[quote=AN][quote=CA renter]
Remember that 1997/1998-2001 marked the beginning of the bubble. People were already standing in lines to buy houses in 1999/2000 here.[/quote]
Really? So you think we’re in a bubble when the price is not declining? We’ve seen that 1996 is about where the bottom was, yet you think 1997 on is the start of a new bubble?[/quote]
Yes, a bubble is marked specifically by prices that are not declining. The bubble is what happens on the way up.
BTW, I said that it was the beginning of the bubble, and I should have more clearly stated that the bubble “mentality” really began in the 1997-2001 period, maybe because of the cap gains exemption. The normal RE cycle (some might call them bubbles, but these cycles are pretty common in California) should have peaked in about 2001. Prices were already beyond reach for most people, and we were entering a recession, and you could already see the effects in the sales volume and prices — they were going down.

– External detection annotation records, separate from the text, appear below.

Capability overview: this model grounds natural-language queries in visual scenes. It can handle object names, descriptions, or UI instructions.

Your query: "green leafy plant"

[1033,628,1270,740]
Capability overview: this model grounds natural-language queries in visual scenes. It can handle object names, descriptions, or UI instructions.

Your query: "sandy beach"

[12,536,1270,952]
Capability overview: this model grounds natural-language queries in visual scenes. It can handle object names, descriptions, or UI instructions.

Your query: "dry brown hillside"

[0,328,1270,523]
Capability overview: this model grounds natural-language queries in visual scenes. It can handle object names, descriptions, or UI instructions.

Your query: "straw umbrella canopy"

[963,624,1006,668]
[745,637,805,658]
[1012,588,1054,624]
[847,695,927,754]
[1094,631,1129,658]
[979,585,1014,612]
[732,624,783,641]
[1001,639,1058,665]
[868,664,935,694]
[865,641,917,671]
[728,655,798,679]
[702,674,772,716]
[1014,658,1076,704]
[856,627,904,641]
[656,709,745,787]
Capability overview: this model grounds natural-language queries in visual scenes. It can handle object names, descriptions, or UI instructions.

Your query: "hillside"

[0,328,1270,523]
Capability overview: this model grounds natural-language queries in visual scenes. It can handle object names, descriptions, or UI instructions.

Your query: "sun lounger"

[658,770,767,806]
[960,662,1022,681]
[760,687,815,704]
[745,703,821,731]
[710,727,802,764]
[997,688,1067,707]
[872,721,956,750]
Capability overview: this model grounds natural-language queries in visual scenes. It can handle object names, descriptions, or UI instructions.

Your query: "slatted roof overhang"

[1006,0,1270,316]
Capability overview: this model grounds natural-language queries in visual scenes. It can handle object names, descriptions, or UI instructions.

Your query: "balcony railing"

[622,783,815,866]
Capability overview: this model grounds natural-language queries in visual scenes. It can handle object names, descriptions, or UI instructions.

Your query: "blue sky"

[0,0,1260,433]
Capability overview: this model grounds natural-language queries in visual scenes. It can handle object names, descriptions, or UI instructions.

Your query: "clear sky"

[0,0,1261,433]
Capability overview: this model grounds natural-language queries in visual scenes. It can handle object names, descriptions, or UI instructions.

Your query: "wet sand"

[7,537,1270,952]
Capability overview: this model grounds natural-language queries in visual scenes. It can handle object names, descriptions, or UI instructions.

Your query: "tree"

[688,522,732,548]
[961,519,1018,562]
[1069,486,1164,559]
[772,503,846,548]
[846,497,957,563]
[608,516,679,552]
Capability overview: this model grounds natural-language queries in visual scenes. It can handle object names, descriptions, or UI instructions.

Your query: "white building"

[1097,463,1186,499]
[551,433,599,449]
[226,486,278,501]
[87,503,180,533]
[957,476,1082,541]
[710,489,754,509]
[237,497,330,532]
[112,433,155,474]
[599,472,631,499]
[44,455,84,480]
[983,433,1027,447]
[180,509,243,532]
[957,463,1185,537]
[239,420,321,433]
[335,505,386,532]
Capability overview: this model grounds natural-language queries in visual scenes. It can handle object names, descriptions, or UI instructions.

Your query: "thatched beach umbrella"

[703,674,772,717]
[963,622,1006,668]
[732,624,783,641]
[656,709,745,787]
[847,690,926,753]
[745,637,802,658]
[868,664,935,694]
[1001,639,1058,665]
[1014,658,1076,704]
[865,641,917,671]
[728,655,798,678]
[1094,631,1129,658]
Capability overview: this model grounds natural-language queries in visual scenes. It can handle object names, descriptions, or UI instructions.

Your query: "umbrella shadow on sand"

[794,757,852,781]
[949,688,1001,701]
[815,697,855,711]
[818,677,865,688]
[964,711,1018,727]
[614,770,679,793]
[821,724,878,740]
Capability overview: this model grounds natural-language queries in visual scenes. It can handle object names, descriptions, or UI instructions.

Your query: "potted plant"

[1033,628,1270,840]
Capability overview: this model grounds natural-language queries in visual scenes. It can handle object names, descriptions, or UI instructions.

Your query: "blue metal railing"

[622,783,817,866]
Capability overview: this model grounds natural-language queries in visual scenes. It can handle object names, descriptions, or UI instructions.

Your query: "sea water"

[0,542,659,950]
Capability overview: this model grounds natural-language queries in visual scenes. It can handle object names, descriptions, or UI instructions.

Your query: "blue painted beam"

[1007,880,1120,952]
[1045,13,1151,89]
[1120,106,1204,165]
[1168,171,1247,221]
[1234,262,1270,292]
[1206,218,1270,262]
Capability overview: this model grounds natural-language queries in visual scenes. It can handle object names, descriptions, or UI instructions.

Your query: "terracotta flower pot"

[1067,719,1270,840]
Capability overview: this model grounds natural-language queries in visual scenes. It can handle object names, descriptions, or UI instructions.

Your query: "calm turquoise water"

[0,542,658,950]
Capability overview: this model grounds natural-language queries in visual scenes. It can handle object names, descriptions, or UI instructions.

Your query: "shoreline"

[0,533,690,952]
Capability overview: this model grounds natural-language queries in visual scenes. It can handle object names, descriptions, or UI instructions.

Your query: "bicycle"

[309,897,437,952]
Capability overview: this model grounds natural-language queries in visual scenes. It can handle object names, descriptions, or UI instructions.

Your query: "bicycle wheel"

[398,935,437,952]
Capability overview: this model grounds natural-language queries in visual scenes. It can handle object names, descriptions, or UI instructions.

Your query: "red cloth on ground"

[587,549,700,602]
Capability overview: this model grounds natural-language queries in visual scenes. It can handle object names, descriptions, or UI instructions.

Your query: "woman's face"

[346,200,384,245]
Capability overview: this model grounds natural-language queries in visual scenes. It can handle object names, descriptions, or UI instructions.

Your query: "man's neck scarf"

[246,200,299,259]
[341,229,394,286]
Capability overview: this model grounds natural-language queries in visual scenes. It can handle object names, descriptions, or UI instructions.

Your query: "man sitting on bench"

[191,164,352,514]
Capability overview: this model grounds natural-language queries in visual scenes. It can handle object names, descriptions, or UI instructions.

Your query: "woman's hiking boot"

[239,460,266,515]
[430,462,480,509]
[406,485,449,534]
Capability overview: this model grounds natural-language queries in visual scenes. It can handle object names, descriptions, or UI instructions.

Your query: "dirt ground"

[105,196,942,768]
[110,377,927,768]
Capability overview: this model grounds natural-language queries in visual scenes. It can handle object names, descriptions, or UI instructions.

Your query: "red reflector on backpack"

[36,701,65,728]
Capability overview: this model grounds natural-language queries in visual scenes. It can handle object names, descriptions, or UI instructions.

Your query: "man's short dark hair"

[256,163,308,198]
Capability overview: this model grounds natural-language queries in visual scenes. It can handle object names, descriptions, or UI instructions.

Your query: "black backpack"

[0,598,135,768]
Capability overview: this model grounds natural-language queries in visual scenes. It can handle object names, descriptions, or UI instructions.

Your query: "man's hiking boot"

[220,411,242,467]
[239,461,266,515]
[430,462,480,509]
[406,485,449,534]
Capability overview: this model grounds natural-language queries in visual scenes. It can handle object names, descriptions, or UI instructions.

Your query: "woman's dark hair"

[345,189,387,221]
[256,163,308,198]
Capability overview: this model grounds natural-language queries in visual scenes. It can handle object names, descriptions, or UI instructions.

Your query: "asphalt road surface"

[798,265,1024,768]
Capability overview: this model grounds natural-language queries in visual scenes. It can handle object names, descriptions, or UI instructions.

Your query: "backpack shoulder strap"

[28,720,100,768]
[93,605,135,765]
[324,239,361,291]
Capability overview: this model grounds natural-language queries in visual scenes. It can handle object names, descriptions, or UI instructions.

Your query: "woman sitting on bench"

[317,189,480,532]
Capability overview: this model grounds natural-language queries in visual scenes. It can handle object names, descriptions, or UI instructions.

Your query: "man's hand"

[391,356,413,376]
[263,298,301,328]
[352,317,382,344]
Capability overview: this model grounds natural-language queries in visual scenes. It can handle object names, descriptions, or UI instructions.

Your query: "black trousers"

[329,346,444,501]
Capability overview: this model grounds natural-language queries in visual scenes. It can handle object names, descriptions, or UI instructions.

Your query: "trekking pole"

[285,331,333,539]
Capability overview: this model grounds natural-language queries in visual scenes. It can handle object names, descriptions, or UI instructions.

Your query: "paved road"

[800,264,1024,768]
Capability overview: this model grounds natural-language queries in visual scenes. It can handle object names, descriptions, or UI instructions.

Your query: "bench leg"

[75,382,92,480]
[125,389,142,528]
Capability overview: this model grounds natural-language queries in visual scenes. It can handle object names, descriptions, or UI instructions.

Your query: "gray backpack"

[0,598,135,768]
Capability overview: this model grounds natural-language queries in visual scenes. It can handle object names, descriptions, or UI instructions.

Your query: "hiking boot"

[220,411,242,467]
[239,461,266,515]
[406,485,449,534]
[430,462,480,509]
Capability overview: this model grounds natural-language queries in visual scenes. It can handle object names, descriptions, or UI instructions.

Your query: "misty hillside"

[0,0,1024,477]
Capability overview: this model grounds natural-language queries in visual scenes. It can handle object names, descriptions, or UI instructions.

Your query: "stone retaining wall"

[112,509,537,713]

That was when the market changed from the peak of a “normal” top of the RE cycle and began to get really crazy because of the **credit** bubble. Rates were suppressed to abnormal lows which forced normally conservative investors into riskier investments…enter the MBS/CDO/CDS debacle from which they are still trying to unwind.
BTW, prices were not underpriced in the 1990s unless you think prices were “below market” for all the decades that came before that period. Prices have been fairly steady, trading in a relatively predictable channel, until we got the credit bubble. If you want to see “market” prices, let’s stop all the foreclosure moratoriums, loan mods, “rescue” programs, artificially low rates, an end to tax credits and all the other manipulations which have caused prices to go well beyond their natural levels. Only then could we see what could be considered “market” prices. We are not even close in this market.